Remainder and modulo operations are equivalent for positive inputs, but not negative values. This article describes the differences.

Brendan Eich recently noted:

...we still need to add mod (as distinct from C-like %) to JS.

This proposal introduces additional static methods on Math for the modulus operation on Number and signed 32-bit integer values.

Use cases

  • Engine optimizations (targets without an FPU, in particular)
  • Compiler optimizations
  • Application optimizations - J5e (embedded robotics)

Description

  • Math.mod(x, y) – IEEE 754 modulus
  • Math.idiv(x, y) – Int32 division
  • Math.imod(x, y) – Int32 modulus
  • Math.idivmod(x, y) – Int32 division with modulus, returns [division result, modulus result]
  • Math.imuldiv(x, y, z) – Int32 multiply and divide with 64-bit intermediate result - (x * y) / z
  • Math.irem(x, y) – Int32 remainder

Comparison

Most languages provide some subset of these integer and modulo operations. This section contains examples from Python and Ruby.

Python

  • math.remainder and math.fmod

...fmod() is generally preferred when working with floats, while Python’s x % y is preferred when working with integers.

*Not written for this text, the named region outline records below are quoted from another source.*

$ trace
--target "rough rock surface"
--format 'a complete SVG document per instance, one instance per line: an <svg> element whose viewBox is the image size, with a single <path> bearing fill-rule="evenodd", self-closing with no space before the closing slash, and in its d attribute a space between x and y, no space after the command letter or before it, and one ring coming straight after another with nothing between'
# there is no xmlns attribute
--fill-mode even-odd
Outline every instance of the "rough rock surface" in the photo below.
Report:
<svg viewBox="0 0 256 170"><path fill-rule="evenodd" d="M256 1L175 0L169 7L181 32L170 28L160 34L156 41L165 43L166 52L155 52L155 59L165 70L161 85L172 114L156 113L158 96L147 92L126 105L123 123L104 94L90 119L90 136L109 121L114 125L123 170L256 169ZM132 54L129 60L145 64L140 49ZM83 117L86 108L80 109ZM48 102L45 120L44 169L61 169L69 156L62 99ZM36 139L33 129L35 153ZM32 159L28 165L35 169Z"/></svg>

But... % is defined as "remainder"

  • //

floored quotient... Also referred to as integer division

  • divmod(x, y)

[returns] the pair (x // y, x % y)

Ruby

  • x.divmod(y) – returns [quotient, modulus]
  • x.modulo(y)x - y * (x / y).floor
  • x.remainder(y)x - y * (x / y).truncate.

Implementations

Polyfill/transpiler implementations

  • (none)

Native implementations

  • XS - initial implementation

Q&A

Q: Why not use operators instead of static methods?

A: This proposal follows the approach established by Math.imul. If ECMAScript supports operator overloading in the future, developers may apply operators here.

Q: Why does this need to be built-in, instead of being implemented in ECMAScript?

A: These static methods allow engines to optimize in ways that are impractical with equivalent functions implemented in ECMAScript.

Q: Do these static methods accept BigInt arguments?

A: No, to be consistent with the other static methods on Math, including Math.imul. There is no fundamental objection to supporting BigInt where it makes sense should that be the committee's preference.